The UN agency for Palestinian refugees said Friday the death toll given by the health ministry in Hamas-run Gaza had proved to be "credible" in previous conflicts after Washington raised doubts about figures from the current war.
"In the past, the five, six cycles of conflict in the Gaza Strip, these figures were considered as credible and no one ever really challenged these figures," UNRWA chief Philippe Lazzarini told reporters in Jerusalem.
The war erupted on October 7 after Hamas militants stormed across the Gaza border, killing 1,400 people, mostly civilians, and snatching 229 hostages in the worst bloodshed in Israel's history.
Israel has struck back with a relentless bombing campaign which Gaza's health ministry says has killed 7,326 people, mostly civilians, among them 3,038 children.
The fatalities in Gaza are the highest since Israel withdrew from the Palestinian territory in 2005.
Lazzarini said 57 UNRWA staff had been killed since the conflict began, explaining how the agency's toll reflected the broader casualty rate in Gaza.
He suggested the ratio of UNRWA staff killed to the total number of agency workers was in line with the ratio of Gazans killed to the territory's overall population, as provided by the health ministry.
"We have more or less the same percentage," he told journalists in Jerusalem.
Health ministry names victims
Lazzarini's comments came just days after US President Joe Biden said he had "no confidence" in the figures provided by Gaza's health ministry.
"I have no notion that the Palestinians are telling the truth about how many people are killed. I'm sure innocents have been killed, and it's the price of waging a war," he told a White House press conference on Wednesday.
A day later, the health ministry responded by releasing the names, identity card numbers, gender and age of almost 7,000 of those killed in Gaza.
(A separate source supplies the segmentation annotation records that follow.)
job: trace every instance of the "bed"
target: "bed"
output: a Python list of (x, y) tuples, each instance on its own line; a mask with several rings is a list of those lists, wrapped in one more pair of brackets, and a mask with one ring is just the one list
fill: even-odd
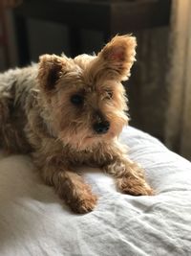
[(191, 255), (191, 163), (131, 127), (120, 140), (145, 169), (153, 197), (117, 191), (97, 169), (81, 172), (98, 195), (76, 215), (43, 184), (28, 156), (0, 153), (0, 255)]

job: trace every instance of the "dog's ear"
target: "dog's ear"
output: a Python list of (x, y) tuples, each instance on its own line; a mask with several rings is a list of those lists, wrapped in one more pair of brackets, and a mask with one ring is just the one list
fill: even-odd
[(136, 37), (116, 35), (97, 55), (102, 60), (103, 72), (113, 79), (125, 81), (130, 76), (130, 69), (136, 60)]
[(39, 58), (38, 81), (46, 91), (55, 88), (66, 66), (66, 59), (56, 55), (43, 55)]

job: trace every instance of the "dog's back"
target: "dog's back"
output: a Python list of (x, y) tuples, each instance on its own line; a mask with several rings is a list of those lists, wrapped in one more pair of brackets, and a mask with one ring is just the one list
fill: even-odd
[(9, 151), (26, 152), (25, 105), (36, 83), (36, 65), (0, 74), (0, 146)]

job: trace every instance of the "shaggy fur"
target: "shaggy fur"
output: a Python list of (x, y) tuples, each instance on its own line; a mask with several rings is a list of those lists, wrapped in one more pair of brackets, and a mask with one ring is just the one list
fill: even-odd
[(96, 196), (77, 175), (96, 166), (121, 192), (152, 195), (143, 171), (117, 136), (128, 122), (121, 81), (130, 76), (136, 39), (116, 36), (97, 56), (44, 55), (38, 64), (0, 75), (0, 138), (10, 152), (31, 152), (47, 184), (77, 213)]

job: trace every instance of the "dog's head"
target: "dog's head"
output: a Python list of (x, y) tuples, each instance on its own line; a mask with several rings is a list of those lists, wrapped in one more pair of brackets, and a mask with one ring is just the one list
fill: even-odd
[(75, 150), (117, 136), (128, 117), (121, 81), (130, 76), (136, 39), (115, 36), (96, 56), (44, 55), (38, 81), (56, 137)]

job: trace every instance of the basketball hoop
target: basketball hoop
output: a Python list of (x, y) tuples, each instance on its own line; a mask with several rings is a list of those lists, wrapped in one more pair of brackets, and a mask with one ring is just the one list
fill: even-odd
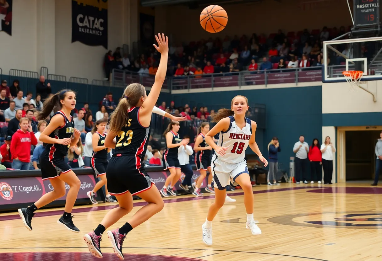
[(342, 74), (352, 87), (359, 87), (361, 79), (363, 75), (362, 71), (347, 71), (342, 72)]

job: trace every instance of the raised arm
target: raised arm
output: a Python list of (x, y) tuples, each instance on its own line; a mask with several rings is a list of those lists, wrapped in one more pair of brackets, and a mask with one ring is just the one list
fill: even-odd
[(155, 81), (150, 91), (150, 93), (142, 104), (139, 109), (139, 121), (144, 126), (149, 126), (151, 120), (151, 114), (154, 105), (158, 100), (162, 88), (162, 85), (164, 82), (167, 71), (167, 58), (168, 55), (168, 39), (165, 35), (162, 34), (155, 36), (155, 39), (158, 42), (158, 46), (153, 45), (155, 48), (160, 53), (160, 60), (158, 71), (155, 75)]
[(266, 167), (267, 165), (268, 165), (268, 161), (263, 157), (262, 154), (261, 154), (261, 152), (260, 151), (260, 150), (259, 148), (259, 146), (257, 146), (257, 143), (256, 143), (256, 141), (255, 140), (255, 134), (256, 132), (256, 129), (257, 126), (257, 124), (253, 121), (251, 121), (251, 125), (252, 127), (252, 135), (251, 136), (251, 139), (249, 139), (249, 141), (248, 142), (248, 145), (251, 149), (259, 156), (259, 158), (264, 163), (264, 166)]

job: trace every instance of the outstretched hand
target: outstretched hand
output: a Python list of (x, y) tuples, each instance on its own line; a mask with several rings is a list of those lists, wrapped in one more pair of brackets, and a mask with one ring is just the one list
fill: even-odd
[(155, 39), (158, 42), (158, 46), (153, 44), (153, 46), (157, 49), (157, 51), (162, 54), (167, 54), (168, 53), (168, 38), (167, 36), (165, 37), (165, 34), (158, 34), (158, 36), (155, 36)]

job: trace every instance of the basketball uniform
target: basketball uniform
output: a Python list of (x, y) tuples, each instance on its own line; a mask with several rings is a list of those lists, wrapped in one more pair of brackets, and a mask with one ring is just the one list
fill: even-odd
[(218, 141), (219, 146), (228, 148), (223, 156), (215, 152), (211, 164), (214, 187), (220, 190), (225, 189), (230, 182), (233, 186), (238, 185), (235, 182), (236, 178), (243, 173), (249, 174), (244, 157), (252, 135), (251, 120), (245, 118), (246, 125), (240, 129), (233, 116), (228, 118), (230, 120), (229, 127), (227, 131), (220, 132)]
[[(179, 138), (179, 133), (175, 134), (172, 130), (170, 130), (170, 132), (173, 135), (172, 144), (177, 144), (182, 141), (182, 139)], [(172, 168), (180, 169), (180, 164), (178, 159), (178, 149), (179, 148), (179, 147), (170, 148), (167, 148), (165, 151), (163, 153), (164, 156), (162, 159), (163, 161), (163, 166), (165, 167), (164, 170)]]
[[(99, 140), (97, 146), (103, 146), (105, 145), (105, 138), (106, 137), (106, 134), (102, 135), (98, 131), (96, 132), (99, 135)], [(96, 176), (100, 176), (106, 174), (106, 168), (107, 168), (107, 148), (98, 151), (93, 151), (92, 155), (92, 167), (94, 170)]]
[[(49, 137), (59, 139), (71, 137), (74, 132), (73, 118), (71, 116), (70, 120), (62, 111), (55, 113), (53, 117), (58, 114), (64, 116), (65, 125), (55, 130), (49, 135)], [(43, 146), (45, 147), (45, 149), (40, 156), (40, 166), (43, 180), (57, 177), (62, 173), (70, 171), (71, 169), (64, 160), (64, 158), (68, 155), (70, 145), (43, 143)]]
[[(204, 148), (208, 147), (208, 144), (206, 142), (204, 139), (204, 135), (202, 133), (199, 133), (199, 135), (201, 135), (203, 138), (203, 141), (199, 144), (199, 147)], [(209, 168), (211, 167), (211, 152), (210, 150), (198, 150), (196, 153), (196, 156), (195, 158), (195, 164), (196, 165), (196, 170), (201, 169), (206, 171)]]
[(112, 195), (118, 196), (129, 192), (134, 195), (147, 190), (155, 184), (142, 164), (150, 127), (141, 125), (139, 110), (139, 107), (129, 110), (129, 119), (115, 137), (115, 148), (106, 170), (107, 189)]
"We have decided to announce the details of the names to the whole world so that the truth is known about the genocide perpetrated by the Israeli occupation against our people," the ministry said.
In an explanatory note accompanying the list, health officials said they have a digital database of the people killed.
When it comes to each governmental hospital, "personal information and identity numbers" are added to the computer system for each body or each patient who succumbs to their wounds.
These figures are transmitted daily from the governmental hospitals to the health ministry's central registry, the document said.
Healthcare workers at privately-run hospitals meanwhile record deaths on special forms which are sent within 24 hours to the health ministry.
A dedicated service within the health ministry is tasked with "ensuring that they (data) do not contain duplicates or errors" before adding the information to their central database.